[Webfunds-devel] Cooking Hashes

Ian Grigg iang@systemics.com
Thu, 31 Aug 2000 20:24:22 -0400


"Jeroen C. van Gelderen" wrote:

> Unless I'm missing something...
> 
> I would suggest that the hash used is exactly the same
> hash that is signed by PGP. I.e. follow the OpenPGP rules
> exactly.

well, sure, but we want to hash the PGP signature as
well, in the sense that we want that signature, not
any other.  Our sense of deep suspicion means that
even a single byte changing, and we want to know why,
which is, in Ricardian terms, bounced up to the user
as "the contract isn't the same!"

So, we can't use the PGP hash, as we need to hash it
and the following sig as well.

> If we don't we'll end up with a contract hash that does not
> represent what the Issuer signed for.
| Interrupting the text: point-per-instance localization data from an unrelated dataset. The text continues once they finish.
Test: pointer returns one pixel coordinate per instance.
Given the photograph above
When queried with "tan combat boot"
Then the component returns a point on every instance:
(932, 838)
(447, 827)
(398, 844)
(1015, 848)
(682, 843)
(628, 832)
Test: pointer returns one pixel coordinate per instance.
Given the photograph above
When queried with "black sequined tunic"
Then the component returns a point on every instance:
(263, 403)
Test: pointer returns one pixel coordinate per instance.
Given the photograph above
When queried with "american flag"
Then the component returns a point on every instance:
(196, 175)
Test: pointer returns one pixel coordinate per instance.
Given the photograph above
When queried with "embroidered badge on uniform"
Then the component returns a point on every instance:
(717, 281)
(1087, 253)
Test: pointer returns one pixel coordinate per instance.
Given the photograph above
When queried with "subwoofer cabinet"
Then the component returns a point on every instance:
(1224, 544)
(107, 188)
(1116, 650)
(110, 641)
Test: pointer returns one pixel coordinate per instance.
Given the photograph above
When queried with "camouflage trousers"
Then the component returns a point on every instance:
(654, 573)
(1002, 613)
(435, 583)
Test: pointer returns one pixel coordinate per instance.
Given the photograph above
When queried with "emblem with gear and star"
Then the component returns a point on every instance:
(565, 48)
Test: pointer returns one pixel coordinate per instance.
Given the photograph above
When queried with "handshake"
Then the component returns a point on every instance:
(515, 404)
I.e. the OpenPGP
> signature is calculated over the contract without trailing
> CR/LF whereas our hash is calculated over the contract
> with CR/LF.
> 
> Additionally this would cause a problem where two contract
> hashes are considered to be different (i.e. different
> contracts) but OpenPGP would consider them to be the same
> and both valid.
> 
> If someone were to mutilate an existing contract by adding
> in the spurious newline, it would still look like a valid
> contract but the hash wouldn't be correct. I can feel a
> support headache coming up already ;-)

Yes, and no!  Yes, it would be a support headache, and no,
because this is exactly the support headache that we want
to generate, as we don't want even the slightest change to
slip thorugh.

> I'm not sure why you wouldn't strip of the trailing CR/LF.
> Enlighten me please! In any case, should we 'upgrade' to
> an XML format it wouldn't make a difference as the
> </contract> tag would denote the end of a contract
> unambiguously.

Yes, this is a different issue.  In deciding to regularise
the CR/LF back to "every line has one" rather than the *PGP
"optimisation," I had to think long and hard.  In the end, I
considered these things:

   * the dropping of the last CR/LF was a coding nuisance,
     resulting in bugs / support issues / knowledge issues.
   * PGP code gives us no support for any of this, it
     simply does the sig according to its rules, and returns
     the results - the hash is an internal issue only.
   * so much so that there is no external concept of
     calculating the pgp sig hash; the exported concept
     is one of calculating the sig, and how it does it is
     a PGP issue.
   * so we have to write the code anyway...
   * so, it is only programmers who are well versed in *both*
     code bodies that will ever know there is a difference.
   * meanwhile, there is an externally exported concept of
     calculating the Ricardian Hash - I want a FreeBSD pgm
     to do it, I'd like the same in dos, I'd like all the
     Perl to do it as easily as the Java as easily as all
     the other languages (and I want that *more* than checking
     the signatures, which can be farmed out to a PGP code
     base).
   * and, it is actually harder to write a simple script
     in Perl / shell / etc that treats the last line as
     distinct to the others with something as tricky as
     a newline difference (recall that these scripting
     languages are line based...).
   * and, it is what we've always used, and it has always
     worked well.

> I basically think that details like this are probably not
> what you want to try and explain to a judge and that's
> why I think following the OpenPGP signature rules could
> -despite some braindamage- be a better solution than not
> doing so...

I agree that a judge might be confused as to why we use a
distinct method to OpenPGP.  But I don't see it as so much
of an issue as the whole point of using this format is that
we do in fact surface any contract changes.  So whilst he
may say that we are confusing the issue by using different
formats, he cannot say that this confusion will result in
any difficulties for users, because all the code will work
with this method, and will all agree - or not as the case
may be.

It's a bit different to the contract clauses - there, we
need a clear mapping between technical processes (programs)
and visible processes (lawyers).

With the hash, there is no legal concept of interpretation;
so we can choose any way we like:  so we can choose the way
that best suits our needs.

> Which negotiation bit did I miss here? ;-/

The last 16?

:)

Iang:
> > BTW, from memory, the canonical hash rules we have established are:
> >
> >    * from BEGIN to END lines, inclusive, excluding other lines
> >    * space-trimmed at end (same as cleartext sig)
> >    * _all_ lines terminated with \r\n (almost the same as sig)
> >    * hash is undefined by this format, but can be tweaked in
> >      local file, or assumed by application.  We assume SHA1.
> >
> > The salient difference with the signature rules is that we
> > do not drop the last \r\n.  That's a zimmerism that I wasn't
> > prepared to punish any programmer with ;)

-- 
iang